O vaivém do petróleo ganhou ainda mais relevância para a formação da taxa de câmbio após o Comitê de Política Monetária (Copom) construir um cenário alternativo para a inflação baseado na trajetória de preços da commodity. A ata da reunião do Copom na semana passada, divulgada pela manhã, suscitou interpretações distintas. Para parte do mercado, o colegiado do BC ratificou que pretende encerrar o ciclo de aperto em maio, com uma alta final da Selic em 1 ponto porcentual, para 12,75% ao ano. Outra ala destacou o fato de o Copom ter deixado a porta aberta para novas elevações dos juros após maio caso as expectativas de inflação se deteriorem, insufladas pelos preços do petróleo.
Casas relevantes, como Santander, Bank of America e Itaú Unibanco, esperam taxa Selic terminal acima de 13%. O Itaú, aliás, se apoiou na ata para elevar a projeção para a taxa básica de 13% para 13,75%. Embora avalie que a ata sinaliza possível encerramento do ciclo em 12,75%, o economista-chefe do banco, Mario Mesquita, afirma, em relatório, que “o Copom reconhece que pode aumentar um pouco mais a taxa Selic, avançado ainda mais em território contracionista, caso o cenário prospectivo mostre mais deterioração”.
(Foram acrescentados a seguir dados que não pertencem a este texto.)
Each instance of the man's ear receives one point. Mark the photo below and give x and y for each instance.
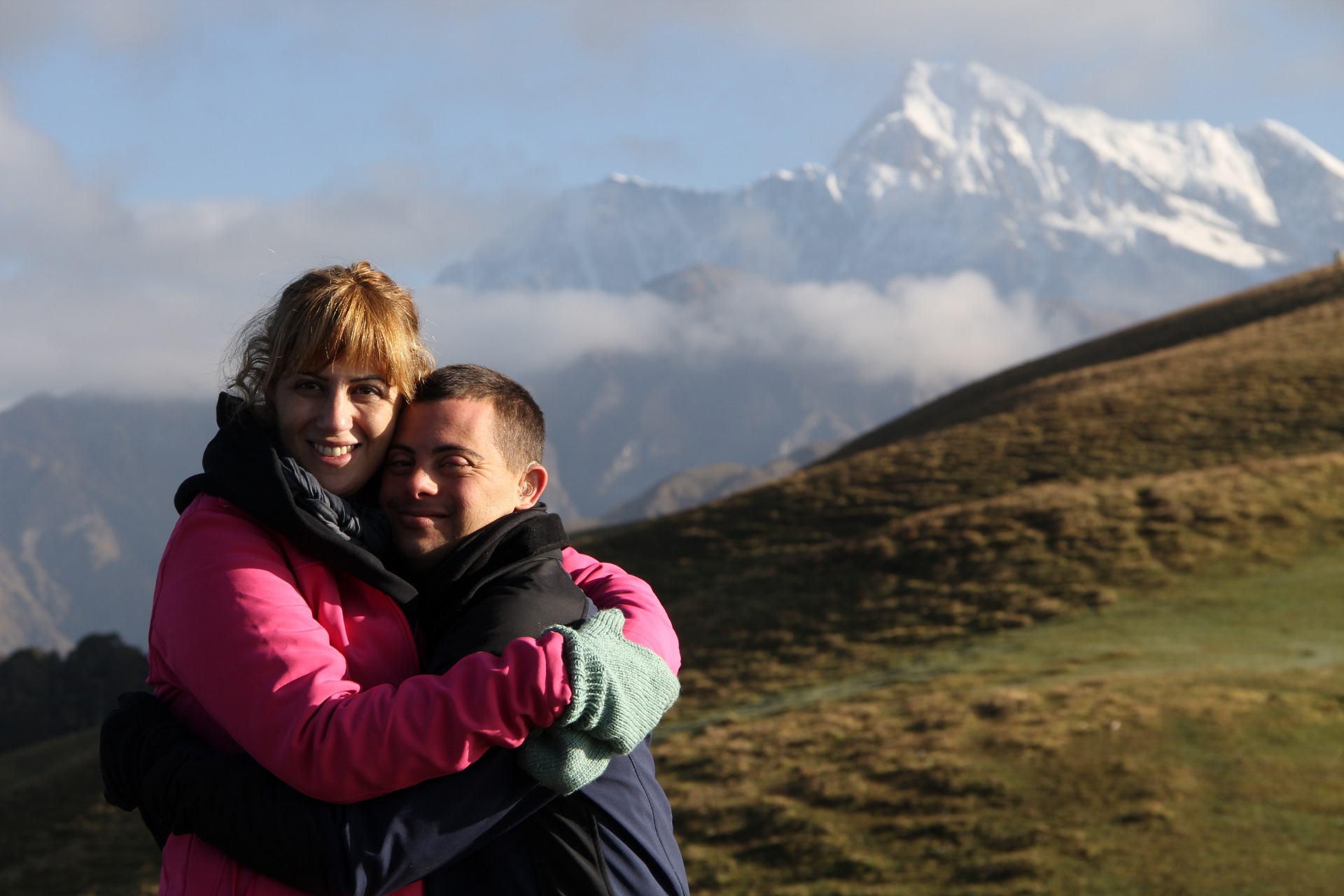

Seja qual for o nível em que a Selic estacione, não muda o fato de o Brasil exibir a segunda maior taxa real de juros do mundo, atrás apenas da Rússia, o que atrai capitais de curto prazo. O diferencial entre juros internos e externos se manterá também elevado mesmo que o Federal Reserve (Fed, o banco central norte-americano) acelere o passo daqui para frente. Após o tom duro do presidente do BC americano, Jerome Powell, em discurso na segunda-feira, as apostas em alta de 50 pontos base da taxa básica americana em maio já são majoritárias, segundo monitoramento do CME Group.
Para o economista-chefe da Necton Investimentos, André Perfeito, o tom da ata mostrou que o BC está disposto a elevar a taxa Selic acima do que indica seu cenário, o que favorece o real. “Com a perspectiva de alta dos juros ainda no radar e levando em conta que commodities não devem cair de maneira relevante este ano, o Brasil se torna uma ‘saída’ para estrangeiros que buscam se proteger de inflação e capturar a alta de bens básicos”, afirma Perfeito. “Devemos ver o real continuar a se apreciar no curto e no médio prazos.”
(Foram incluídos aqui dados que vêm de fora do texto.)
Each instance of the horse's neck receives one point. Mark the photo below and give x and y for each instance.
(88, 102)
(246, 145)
Segundo o economista-chefe da Frente Corretora, Fabrizio Velloni, o quadro de preços elevados das commodities, apesar do tropeço hoje, empurram a Bolsa para cima e derrubam o dólar. “Tem um fluxo bem positivo. Mas não vejo a queda do câmbio como uma tendência de longo prazo. Estamos perto do piso. A tendência é o dólar voltar para R$ 5,10 e R$ 5,20”, afirma Velloni, acrescentando que, caso a guerra não perdure, as cotações das commodities podem recuar, embora não para níveis vistos antes do conflito.
Além da taxa de juros elevados e da alta das commodities, que sustentam parte do fluxo cambial, o real está sendo beneficiado por migração de recursos de ativos para o mercado brasileiro. “O Brasil ficou ainda mais no radar com os problemas na Rússia e na China. O mercado tem a percepção de que o fluxo estrangeiro vai continuar grande e isso derruba o câmbio”, afirma o economista Thomas Giubert, sócio da Golden Investimentos.